Lilly did not actively interfere in the book-market subsequently to the dispersion of the Corser treasures. I confess that, if I had had a free hand, I should have bought far more than he did; and if it had not been for my personal offices, the Huth collection would have missed many undeniably desirable and almost unique features in the Catalogue, as it stands. Mr Huth himself was not very conversant with these matters, and his leading counsellor had much to learn. I retain to this hour a foolish regret, that I permitted Mr Christie-Miller to carry off anything, but I am sufficiently patriotic to be glad, that the British Museum was so successful.

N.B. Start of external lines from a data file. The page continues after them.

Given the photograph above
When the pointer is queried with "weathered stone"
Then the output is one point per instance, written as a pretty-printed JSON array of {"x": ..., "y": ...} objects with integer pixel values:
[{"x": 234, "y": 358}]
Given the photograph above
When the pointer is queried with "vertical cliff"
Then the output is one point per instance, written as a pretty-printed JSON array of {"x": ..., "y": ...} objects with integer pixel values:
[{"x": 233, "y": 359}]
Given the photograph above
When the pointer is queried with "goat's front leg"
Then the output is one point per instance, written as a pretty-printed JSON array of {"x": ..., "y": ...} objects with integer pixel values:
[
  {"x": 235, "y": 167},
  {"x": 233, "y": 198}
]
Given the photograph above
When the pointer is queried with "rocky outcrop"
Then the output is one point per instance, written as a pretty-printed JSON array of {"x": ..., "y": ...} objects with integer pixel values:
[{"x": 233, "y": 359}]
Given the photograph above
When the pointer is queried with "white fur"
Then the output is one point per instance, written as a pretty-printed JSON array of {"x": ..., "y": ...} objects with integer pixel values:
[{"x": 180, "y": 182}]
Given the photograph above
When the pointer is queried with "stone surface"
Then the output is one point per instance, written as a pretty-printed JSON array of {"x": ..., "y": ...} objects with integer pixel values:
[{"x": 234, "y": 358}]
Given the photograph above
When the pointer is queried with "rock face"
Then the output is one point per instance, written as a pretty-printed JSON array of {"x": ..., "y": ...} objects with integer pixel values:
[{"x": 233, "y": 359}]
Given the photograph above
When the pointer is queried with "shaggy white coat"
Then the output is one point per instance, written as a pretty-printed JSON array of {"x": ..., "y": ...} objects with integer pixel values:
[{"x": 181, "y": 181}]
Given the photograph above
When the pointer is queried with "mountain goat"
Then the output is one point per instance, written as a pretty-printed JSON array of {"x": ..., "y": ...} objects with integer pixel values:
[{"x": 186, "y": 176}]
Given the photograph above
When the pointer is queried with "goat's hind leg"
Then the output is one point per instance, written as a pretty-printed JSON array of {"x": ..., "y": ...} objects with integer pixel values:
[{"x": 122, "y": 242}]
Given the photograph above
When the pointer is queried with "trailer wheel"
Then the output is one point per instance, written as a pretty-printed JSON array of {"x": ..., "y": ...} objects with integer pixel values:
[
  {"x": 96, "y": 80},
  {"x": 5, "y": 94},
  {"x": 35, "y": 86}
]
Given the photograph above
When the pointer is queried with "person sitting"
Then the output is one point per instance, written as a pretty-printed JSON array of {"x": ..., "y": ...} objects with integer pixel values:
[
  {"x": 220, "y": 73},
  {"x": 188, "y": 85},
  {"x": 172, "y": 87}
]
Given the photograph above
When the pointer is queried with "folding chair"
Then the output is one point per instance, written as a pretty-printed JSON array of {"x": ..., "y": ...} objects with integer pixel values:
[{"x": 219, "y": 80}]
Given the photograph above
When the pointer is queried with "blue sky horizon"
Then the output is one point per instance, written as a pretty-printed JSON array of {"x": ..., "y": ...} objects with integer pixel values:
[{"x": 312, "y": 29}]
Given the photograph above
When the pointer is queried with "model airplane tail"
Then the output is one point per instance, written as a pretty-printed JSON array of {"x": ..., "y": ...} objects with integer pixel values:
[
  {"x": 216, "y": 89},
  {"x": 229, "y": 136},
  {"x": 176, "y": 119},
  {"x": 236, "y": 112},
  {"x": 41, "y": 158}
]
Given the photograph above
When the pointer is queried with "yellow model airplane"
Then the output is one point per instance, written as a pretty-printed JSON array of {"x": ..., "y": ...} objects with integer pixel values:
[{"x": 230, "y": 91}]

I have in my mind’s eye the long rows of old quarto tracts as they lay together, while Mr Rye, the then keeper, was looking through them preparatorily to their consignment to a cataloguer; and I felt some remorse at having been directly instrumental without his knowledge in making many of them costlier. Poor Mr Huth was not prosperous as an utterer of bons-mots. The only one I ever heard him deliver—and it was weak to excess—was that he had bought at the Corser auction a good dish of Greenes.

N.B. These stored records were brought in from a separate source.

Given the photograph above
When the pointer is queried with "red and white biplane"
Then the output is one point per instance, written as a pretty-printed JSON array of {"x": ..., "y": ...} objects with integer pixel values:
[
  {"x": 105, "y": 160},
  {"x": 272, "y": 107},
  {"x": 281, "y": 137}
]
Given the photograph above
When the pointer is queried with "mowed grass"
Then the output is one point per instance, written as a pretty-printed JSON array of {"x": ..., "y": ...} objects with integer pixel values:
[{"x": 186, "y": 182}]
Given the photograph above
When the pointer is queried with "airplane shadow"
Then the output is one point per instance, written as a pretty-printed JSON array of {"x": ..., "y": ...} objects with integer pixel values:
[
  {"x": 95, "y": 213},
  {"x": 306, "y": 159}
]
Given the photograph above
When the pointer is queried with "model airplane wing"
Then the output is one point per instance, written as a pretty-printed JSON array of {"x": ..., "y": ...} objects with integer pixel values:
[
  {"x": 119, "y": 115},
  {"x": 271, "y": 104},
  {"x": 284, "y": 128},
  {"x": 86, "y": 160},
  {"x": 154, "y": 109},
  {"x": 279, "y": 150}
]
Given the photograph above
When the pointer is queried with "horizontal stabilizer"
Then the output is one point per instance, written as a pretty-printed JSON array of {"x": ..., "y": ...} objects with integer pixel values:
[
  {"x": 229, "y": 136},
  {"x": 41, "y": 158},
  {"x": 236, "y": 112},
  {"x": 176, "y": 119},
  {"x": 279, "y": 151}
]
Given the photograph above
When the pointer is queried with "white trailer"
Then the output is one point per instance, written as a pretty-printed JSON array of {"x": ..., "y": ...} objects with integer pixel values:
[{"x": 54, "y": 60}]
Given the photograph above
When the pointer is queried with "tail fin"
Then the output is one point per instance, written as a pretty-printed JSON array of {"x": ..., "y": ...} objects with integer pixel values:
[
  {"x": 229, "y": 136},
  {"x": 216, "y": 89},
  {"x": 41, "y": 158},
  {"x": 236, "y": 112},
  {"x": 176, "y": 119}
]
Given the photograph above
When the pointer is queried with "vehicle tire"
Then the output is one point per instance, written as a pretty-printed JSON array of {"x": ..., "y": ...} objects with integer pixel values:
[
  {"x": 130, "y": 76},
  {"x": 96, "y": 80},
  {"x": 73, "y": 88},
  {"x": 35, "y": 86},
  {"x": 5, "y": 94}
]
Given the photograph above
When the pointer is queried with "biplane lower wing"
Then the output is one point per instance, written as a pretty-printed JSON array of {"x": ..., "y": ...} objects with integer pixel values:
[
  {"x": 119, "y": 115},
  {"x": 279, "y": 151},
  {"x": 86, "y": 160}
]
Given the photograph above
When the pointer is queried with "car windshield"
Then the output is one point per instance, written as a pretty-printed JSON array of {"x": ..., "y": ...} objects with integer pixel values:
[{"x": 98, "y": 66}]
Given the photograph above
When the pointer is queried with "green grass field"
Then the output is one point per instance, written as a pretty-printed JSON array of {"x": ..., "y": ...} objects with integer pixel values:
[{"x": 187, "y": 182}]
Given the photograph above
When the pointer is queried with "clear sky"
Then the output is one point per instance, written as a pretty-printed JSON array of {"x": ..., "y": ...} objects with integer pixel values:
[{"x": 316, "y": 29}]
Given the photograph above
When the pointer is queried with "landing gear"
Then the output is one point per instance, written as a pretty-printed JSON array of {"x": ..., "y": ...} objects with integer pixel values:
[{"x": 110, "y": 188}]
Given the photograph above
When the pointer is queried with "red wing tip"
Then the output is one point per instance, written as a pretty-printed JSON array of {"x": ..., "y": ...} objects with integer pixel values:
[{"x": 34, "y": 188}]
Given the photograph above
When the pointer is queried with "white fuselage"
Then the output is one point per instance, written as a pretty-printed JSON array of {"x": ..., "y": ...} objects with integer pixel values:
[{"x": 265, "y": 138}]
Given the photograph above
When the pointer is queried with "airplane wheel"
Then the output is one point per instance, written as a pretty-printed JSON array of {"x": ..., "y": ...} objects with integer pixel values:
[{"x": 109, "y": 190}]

I apprehend that it was not so very long prior to this signal event in my bibliographical history, that I had regular dealings with F. S. Ellis, then in King Street, Covent Garden. I invariably found him most well-informed, most obliging, and most liberal. While I was finishing my Handbook, he volunteered (as I have said) the loan of Sir Francis Freeling’s interleaved Bibliotheca Anglo-poetica, on the blank pages of which Freeling had often recorded the sources, whence he procured his rare books at a very different tariff from that prevailing in Longman & Co.’s catalogue. It may not be generally known that this eminent collector, whose curious library was sold in 1836, enjoyed through his official position at the General Post Office peculiar facilities for establishing a system of communication with the authorities in the country towns, and he certainly owed to this accident quite a number of bargains (as we should now esteem them) from Dick of Bury St Edmunds. I must not repeat myself, and I have already transcribed from the volume above-mentioned several of Freeling’s memoranda in my own publication of 1867.


CHAPTER VI

My Transactions with Mr Ellis—Rarities which came from Him, and How He got Them—Riviere the Bookbinder—How He cleaned a Valuable Volume for Me—His Irritability—A Strange Tale about an Unique Tract—The Old Gentleman and the Immoral Publication—Dryden’s Copy of Spenser—The Unlucky Contretemps at Ellis’s—A Second Somewhere Else—Mr B. M. Pickering—Our Pleasant and Profitable Relations—Thomas Fuller’s MSS. Epigrams—Charles Cotton’s Copy of Taylor the Water-Poet’s Works—A Second One, which Pickering had, and sold to Me—He has a First Edition of Paradise Lost from Me for Two Guineas and a Half—Taylor’s Thumb Bible.

Ellis after a while penetrated my pharisaical duplicity in acquiring from him and others, to keep my pot boiling at home, while I amassed material for my barren bibliographical enterprise, every item calculated to fit my purpose; he now and then resisted my overtures; but as a rule he gave way on my undertaking to pay his price. I owed to him a large number of eminently rare volumes, of which he did not always appreciate the full significance. I could specify scores of unique or all but unique entries in the Huth Catalogue, which filtered through me from this source, and ministered to my leading aim—not the earning of money so much as the advancement of bibliographical knowledge.